The other problem with the report is that the methodology used by the CBO under-estimates savings because they can only include savings which clearly can be measured and coded. Jon R. Gabel, a senior fellow at the National Opinion Research Center of the University of Chicago, has reviewed the track record of the CBO and has showed that their methodology routinely underestimates savings. After giving some examples he concludes:
The Congressional Budget Office’s consistent forecasting errors arose not from any partisan bias, but from its methods of projection. In analyzing initiatives meant to save money, it helps to be able to refer to similar initiatives in the past that saved money. When there aren’t enough good historical examples to go by, the estimated savings based on past experience is essentially considered to be unknown. Too often, “unknown” becomes zero — even though zero is not a logical estimate.
The budget office has particular difficulty estimating savings when it considers more than one change at once. For example, last December the office reported that it found no consistent evidence that changes in medical malpractice laws would have a measurable effect on health care spending. It also reported that increased spending on studies comparing the effectiveness of different drugs and medical treatments would yield no net savings for 10 years. Yet if both malpractice reform and comparative effectiveness studies were instituted simultaneously, they might work together to yield substantial savings; doctors would gain more confidence in the effectiveness of less aggressive treatments and, at the same time, could use those treatments with less to fear from lawsuits.
The budget office’s cautious methods may have unintended consequences in the current health care reform effort. By underestimating the savings that can come from improved Medicare payment procedures and other cost-control initiatives, the budget office leads Congress to think that politically unpopular cost-cutting initiatives will have, at best, only modest effects. This, in turn, forces Congress to believe it can pay for reform only by raising taxes, which then makes reform legislation more difficult to pass.

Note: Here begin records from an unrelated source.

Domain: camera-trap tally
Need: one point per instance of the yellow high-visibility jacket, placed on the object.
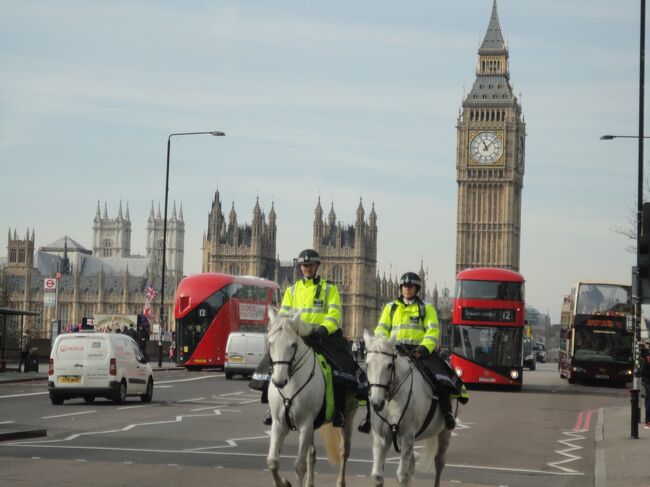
(317, 300)
(408, 326)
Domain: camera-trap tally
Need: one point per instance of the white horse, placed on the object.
(400, 400)
(296, 395)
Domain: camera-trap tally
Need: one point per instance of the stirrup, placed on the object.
(450, 421)
(268, 420)
(338, 421)
(364, 426)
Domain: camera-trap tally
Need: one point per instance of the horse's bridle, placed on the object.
(292, 370)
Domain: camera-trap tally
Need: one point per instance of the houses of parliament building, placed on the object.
(490, 156)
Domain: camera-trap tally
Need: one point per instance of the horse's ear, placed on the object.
(273, 313)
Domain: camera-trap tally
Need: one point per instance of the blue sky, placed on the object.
(337, 100)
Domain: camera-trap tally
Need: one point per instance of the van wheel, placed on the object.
(148, 395)
(120, 394)
(56, 399)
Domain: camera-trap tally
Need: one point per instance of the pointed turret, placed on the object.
(493, 42)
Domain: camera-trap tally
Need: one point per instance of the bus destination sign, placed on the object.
(489, 314)
(601, 321)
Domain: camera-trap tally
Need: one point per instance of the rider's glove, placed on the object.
(420, 353)
(316, 336)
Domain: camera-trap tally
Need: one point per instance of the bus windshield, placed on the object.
(488, 346)
(494, 290)
(596, 299)
(603, 346)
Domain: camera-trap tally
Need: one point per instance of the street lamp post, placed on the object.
(637, 294)
(163, 316)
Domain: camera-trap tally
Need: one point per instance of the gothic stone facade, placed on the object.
(490, 162)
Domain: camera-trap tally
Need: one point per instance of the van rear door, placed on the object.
(70, 360)
(237, 350)
(255, 350)
(97, 361)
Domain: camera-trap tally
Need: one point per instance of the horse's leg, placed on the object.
(444, 438)
(305, 443)
(380, 446)
(278, 434)
(406, 461)
(346, 444)
(311, 462)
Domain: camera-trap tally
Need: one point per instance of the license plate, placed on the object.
(69, 379)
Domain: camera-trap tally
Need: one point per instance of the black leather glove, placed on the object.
(420, 353)
(316, 336)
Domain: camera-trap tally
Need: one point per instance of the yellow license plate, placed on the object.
(69, 379)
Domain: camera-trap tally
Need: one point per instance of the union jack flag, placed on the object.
(150, 293)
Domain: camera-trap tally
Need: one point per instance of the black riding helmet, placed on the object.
(308, 256)
(411, 278)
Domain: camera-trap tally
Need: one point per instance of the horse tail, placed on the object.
(332, 438)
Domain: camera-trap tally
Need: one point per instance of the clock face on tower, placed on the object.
(486, 148)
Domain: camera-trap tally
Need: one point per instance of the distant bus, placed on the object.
(595, 343)
(210, 306)
(487, 327)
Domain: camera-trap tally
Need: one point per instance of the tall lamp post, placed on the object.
(163, 317)
(637, 291)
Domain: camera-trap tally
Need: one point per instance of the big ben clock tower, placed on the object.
(490, 152)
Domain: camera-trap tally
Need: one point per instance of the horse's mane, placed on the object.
(378, 344)
(290, 323)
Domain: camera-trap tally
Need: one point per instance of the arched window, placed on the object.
(108, 248)
(337, 275)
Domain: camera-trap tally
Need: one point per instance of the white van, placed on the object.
(88, 365)
(244, 352)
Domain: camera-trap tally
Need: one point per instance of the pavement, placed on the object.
(621, 461)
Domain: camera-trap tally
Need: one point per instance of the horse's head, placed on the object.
(284, 340)
(380, 363)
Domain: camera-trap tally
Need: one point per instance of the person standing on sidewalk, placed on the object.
(645, 374)
(25, 350)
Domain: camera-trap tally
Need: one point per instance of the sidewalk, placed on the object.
(620, 460)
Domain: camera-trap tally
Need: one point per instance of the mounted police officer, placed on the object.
(415, 327)
(319, 302)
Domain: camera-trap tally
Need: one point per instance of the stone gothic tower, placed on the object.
(20, 253)
(112, 236)
(240, 249)
(349, 259)
(490, 152)
(175, 244)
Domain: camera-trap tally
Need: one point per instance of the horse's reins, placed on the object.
(287, 401)
(390, 394)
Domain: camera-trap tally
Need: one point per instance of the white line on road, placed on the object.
(70, 414)
(264, 455)
(24, 395)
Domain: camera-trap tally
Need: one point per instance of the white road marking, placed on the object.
(24, 395)
(69, 414)
(566, 452)
(264, 455)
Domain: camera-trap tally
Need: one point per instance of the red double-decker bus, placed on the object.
(210, 306)
(487, 327)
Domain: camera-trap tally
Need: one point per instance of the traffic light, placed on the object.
(643, 254)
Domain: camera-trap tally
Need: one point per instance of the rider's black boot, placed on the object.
(268, 421)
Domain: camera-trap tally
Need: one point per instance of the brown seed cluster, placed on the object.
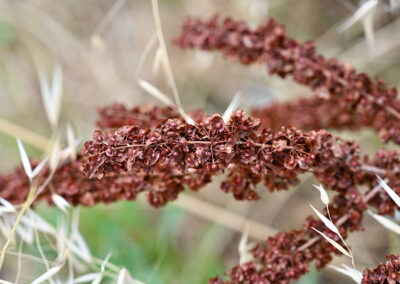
(350, 93)
(70, 183)
(153, 150)
(385, 273)
(252, 155)
(211, 146)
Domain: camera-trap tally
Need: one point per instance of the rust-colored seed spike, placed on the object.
(357, 99)
(178, 149)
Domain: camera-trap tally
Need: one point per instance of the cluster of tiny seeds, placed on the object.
(188, 148)
(210, 147)
(385, 273)
(162, 159)
(287, 255)
(154, 150)
(330, 78)
(70, 183)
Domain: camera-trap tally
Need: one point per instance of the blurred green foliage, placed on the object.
(146, 241)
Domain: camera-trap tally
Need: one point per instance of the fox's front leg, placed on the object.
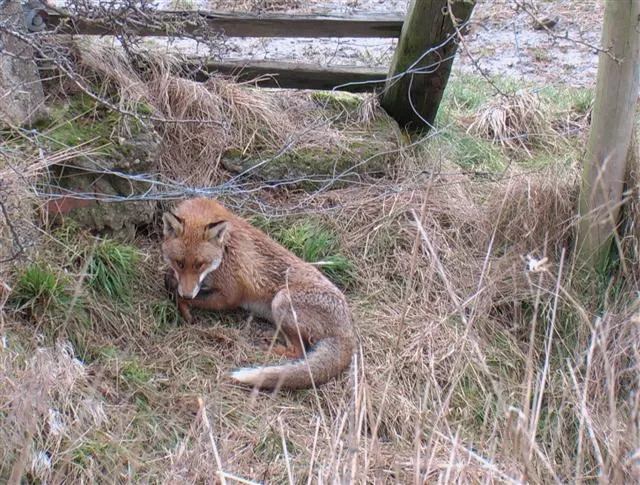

The most likely reality is somewhere between the CBO report and the overly optimistic claims of the Obama administration. The CBO’s methodology has prevented them from considering health care savings from the proposed legislation–just as their methodology prevents them from recognizing savings which might come from tort reform–as there is no way to accurately measure the savings at this time. The proposed measures will ultimately save money, but it will also be necessary to spend more at first for measures like expanding preventive care and promoting computerization of medical records. Health care reform will probably save money, but I do not believe the savings will pay for the proposed measures.